SINGAPORE: Getting over 150 countries to agree on a global trade pact was always going to be a challenge - and in guarding its food subsidy policies, India has rebuffed the World Trade Organisation's attempts to lock down its proposed Trade Facilitation Agreement.
The deal would have reduced red-tape in cross-border trade by simplifying customs and procedures, translating to savings for members of the global trade body, of which Singapore is a member.
There is a glimmer of hope though - India has said that it is open to some form of compromise. There is a possibility that the deal could be sealed before 2014 is over. However, that means there is more bargaining to be done, and not everyone is confident that a consensus can be reached.

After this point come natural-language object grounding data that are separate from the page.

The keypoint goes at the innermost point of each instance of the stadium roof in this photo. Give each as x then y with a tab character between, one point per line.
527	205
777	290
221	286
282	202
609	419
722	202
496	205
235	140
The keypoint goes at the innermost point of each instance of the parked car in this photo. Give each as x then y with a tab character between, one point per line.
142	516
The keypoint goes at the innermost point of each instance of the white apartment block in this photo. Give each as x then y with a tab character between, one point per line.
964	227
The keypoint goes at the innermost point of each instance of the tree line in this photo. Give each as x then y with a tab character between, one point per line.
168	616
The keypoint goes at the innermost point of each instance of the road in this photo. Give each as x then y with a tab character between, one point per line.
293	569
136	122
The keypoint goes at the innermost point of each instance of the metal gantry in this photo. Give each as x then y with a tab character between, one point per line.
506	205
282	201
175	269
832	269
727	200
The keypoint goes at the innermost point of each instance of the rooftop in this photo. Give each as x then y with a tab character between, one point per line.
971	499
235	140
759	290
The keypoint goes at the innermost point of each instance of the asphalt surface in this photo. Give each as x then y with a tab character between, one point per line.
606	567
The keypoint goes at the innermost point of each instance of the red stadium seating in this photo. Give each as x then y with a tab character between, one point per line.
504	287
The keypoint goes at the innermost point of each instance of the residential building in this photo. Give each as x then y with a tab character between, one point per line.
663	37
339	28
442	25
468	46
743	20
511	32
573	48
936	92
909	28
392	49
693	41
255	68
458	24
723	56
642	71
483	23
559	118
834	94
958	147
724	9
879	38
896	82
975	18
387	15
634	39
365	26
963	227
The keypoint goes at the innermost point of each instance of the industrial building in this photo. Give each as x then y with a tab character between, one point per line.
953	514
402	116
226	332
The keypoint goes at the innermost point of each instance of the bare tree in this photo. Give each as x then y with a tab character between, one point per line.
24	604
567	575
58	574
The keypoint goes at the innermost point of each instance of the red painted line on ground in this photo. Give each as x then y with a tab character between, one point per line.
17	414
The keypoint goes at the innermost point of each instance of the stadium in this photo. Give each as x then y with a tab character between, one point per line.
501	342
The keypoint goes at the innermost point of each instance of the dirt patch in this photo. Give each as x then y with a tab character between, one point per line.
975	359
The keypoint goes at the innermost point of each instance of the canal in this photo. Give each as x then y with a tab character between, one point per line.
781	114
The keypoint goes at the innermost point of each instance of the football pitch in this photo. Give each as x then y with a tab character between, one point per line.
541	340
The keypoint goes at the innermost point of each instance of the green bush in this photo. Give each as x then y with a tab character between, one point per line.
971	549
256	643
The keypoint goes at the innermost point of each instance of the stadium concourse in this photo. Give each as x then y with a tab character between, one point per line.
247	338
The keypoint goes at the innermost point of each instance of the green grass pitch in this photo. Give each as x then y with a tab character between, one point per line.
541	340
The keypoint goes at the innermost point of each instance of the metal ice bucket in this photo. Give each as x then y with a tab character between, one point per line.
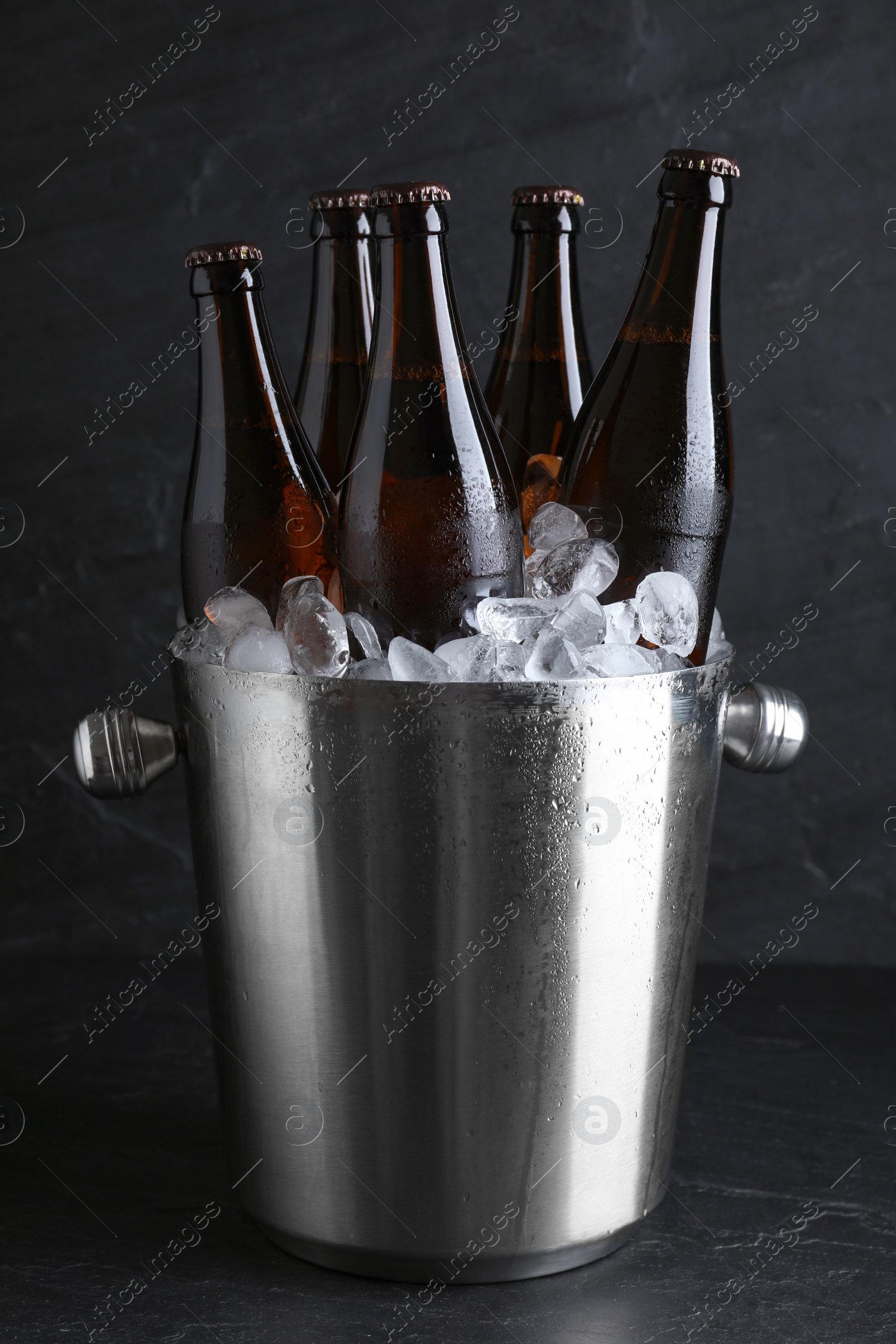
452	975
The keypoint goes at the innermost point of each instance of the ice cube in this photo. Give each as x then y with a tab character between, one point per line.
370	670
476	663
624	624
668	610
589	563
316	636
510	662
554	659
514	617
413	663
620	660
581	620
453	651
719	646
530	566
200	643
235	609
720	651
291	590
258	651
365	633
553	525
668	662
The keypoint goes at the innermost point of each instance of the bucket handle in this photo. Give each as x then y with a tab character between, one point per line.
119	753
766	729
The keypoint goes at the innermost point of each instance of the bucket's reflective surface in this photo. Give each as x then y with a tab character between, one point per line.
453	969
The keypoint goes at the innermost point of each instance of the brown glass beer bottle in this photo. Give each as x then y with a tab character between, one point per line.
340	323
649	461
429	519
540	370
258	508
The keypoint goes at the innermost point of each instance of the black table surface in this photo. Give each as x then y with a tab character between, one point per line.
785	1112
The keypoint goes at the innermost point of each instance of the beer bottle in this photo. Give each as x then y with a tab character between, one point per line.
429	519
339	327
258	507
540	370
649	461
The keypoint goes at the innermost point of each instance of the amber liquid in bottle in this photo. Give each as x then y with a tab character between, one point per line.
649	463
340	321
429	518
258	510
542	367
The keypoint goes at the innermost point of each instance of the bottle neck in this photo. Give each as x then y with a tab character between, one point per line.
676	299
241	384
417	335
544	293
342	291
342	287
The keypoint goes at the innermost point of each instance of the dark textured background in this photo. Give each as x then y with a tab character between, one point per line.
291	97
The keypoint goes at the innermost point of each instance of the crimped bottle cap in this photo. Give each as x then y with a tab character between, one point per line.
339	198
210	253
723	166
409	193
550	195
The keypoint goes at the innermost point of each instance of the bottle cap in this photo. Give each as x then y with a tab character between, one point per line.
336	198
547	197
222	252
409	193
723	166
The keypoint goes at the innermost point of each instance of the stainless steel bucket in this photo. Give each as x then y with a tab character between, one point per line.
452	975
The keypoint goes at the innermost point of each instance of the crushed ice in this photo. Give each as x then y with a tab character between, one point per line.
558	632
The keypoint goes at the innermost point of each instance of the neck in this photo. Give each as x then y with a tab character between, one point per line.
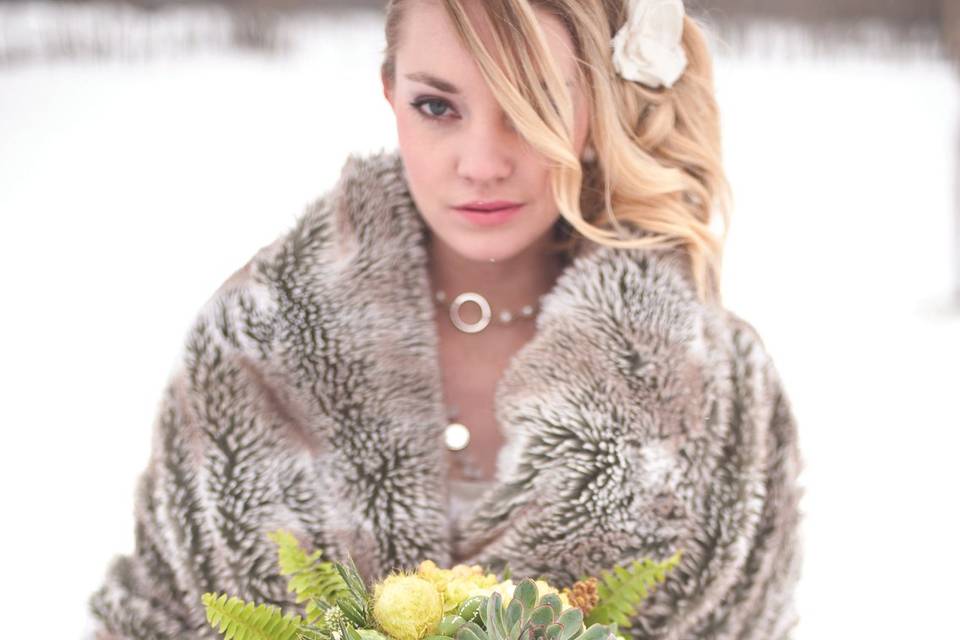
507	284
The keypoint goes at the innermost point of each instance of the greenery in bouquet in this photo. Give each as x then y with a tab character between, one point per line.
461	603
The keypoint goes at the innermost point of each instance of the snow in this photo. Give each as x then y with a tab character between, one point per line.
131	188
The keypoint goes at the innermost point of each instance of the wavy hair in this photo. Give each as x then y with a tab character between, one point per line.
657	180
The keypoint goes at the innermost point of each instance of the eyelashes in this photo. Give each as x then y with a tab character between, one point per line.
430	114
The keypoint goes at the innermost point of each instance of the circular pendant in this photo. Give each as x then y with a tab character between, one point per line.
456	436
479	325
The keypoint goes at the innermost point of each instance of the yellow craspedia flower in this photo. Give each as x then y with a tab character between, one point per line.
407	606
543	588
456	584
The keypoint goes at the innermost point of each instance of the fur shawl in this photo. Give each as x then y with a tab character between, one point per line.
638	421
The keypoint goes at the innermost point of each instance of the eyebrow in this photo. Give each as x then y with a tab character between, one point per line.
440	84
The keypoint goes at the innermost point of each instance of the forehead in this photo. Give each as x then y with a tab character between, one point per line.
429	40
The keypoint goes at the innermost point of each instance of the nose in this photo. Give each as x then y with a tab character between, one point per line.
488	152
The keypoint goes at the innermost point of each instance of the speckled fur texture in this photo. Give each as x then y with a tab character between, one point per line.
638	421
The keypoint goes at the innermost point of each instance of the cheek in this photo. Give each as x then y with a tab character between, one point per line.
421	158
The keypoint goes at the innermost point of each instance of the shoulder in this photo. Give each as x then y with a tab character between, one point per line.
305	259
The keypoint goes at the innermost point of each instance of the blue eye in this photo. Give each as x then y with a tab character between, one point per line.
436	107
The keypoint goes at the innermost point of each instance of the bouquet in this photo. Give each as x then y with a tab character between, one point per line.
461	603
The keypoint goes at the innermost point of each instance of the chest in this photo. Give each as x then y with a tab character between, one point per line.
470	372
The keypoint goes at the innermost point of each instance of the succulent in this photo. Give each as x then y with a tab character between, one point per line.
526	617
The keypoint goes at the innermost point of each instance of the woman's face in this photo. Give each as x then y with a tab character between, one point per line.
457	144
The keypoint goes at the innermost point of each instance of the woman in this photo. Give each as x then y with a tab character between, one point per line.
534	271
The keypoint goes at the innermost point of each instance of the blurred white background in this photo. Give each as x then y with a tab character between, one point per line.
131	188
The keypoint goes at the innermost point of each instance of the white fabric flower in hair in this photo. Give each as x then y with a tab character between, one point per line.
648	48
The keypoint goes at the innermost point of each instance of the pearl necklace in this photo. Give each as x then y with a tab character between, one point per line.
456	435
505	316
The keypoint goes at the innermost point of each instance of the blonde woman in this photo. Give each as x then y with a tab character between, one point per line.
502	344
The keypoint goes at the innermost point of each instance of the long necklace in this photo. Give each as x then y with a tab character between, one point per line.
456	435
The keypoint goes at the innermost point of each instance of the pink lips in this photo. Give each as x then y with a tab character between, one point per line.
489	212
488	205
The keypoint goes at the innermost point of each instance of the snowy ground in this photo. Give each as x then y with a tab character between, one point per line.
130	189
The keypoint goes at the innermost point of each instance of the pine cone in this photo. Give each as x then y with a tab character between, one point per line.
583	595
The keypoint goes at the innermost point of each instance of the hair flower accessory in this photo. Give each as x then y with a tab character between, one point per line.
648	49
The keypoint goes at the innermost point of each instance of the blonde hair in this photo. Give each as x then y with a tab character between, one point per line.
658	169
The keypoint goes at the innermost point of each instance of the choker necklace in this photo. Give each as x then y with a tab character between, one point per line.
504	317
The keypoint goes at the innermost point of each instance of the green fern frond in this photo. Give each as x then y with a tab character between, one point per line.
317	583
622	589
235	618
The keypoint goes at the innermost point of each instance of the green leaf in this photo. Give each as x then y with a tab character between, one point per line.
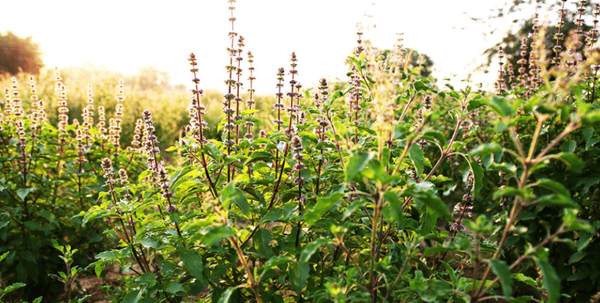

If the deadlock is broken, it could mean US$1 trillion and 21 million new jobs added to the global economy - good news for trade-dependent Singapore. It also potentially means cheaper imported goods due to smoother customs, and the deal can also help cushion the impact of inflation and reduce business costs.
Mr Rajiv Biswas, Senior Director and Asia-Pacific Chief Economist at IHS, said: "For businesses such as manufacturing, it helps to reduce the cost of imports for their manufacturers. So it does provide quite a big benefit to the corporate sector in terms of manufacturing and other users of imported raw materials. Also, we should remember that there's probably benefits on the export side as well, because exports also will become more competitive globally."
At the very least, experts said Singapore's pragmatic strategy of pursuing bilateral and regional agreements will keep the free trade momentum going.
Associate Professor Shandre Thangavelu, Regional Director of Southeast Asia at the University of Adelaide's Institute of International Trade, said: "We're opening up pockets and then trying to bring these pockets all together. And which basically means that progressively, we are becoming more open. Progressively, the region is becoming more open. Progressively, the global economy is becoming more open - that is what the bottom-up kind of approach is."
But experts agree that the process will be smoother-sailing if all of the more-than 150 countries can get their act together and agree on one deal.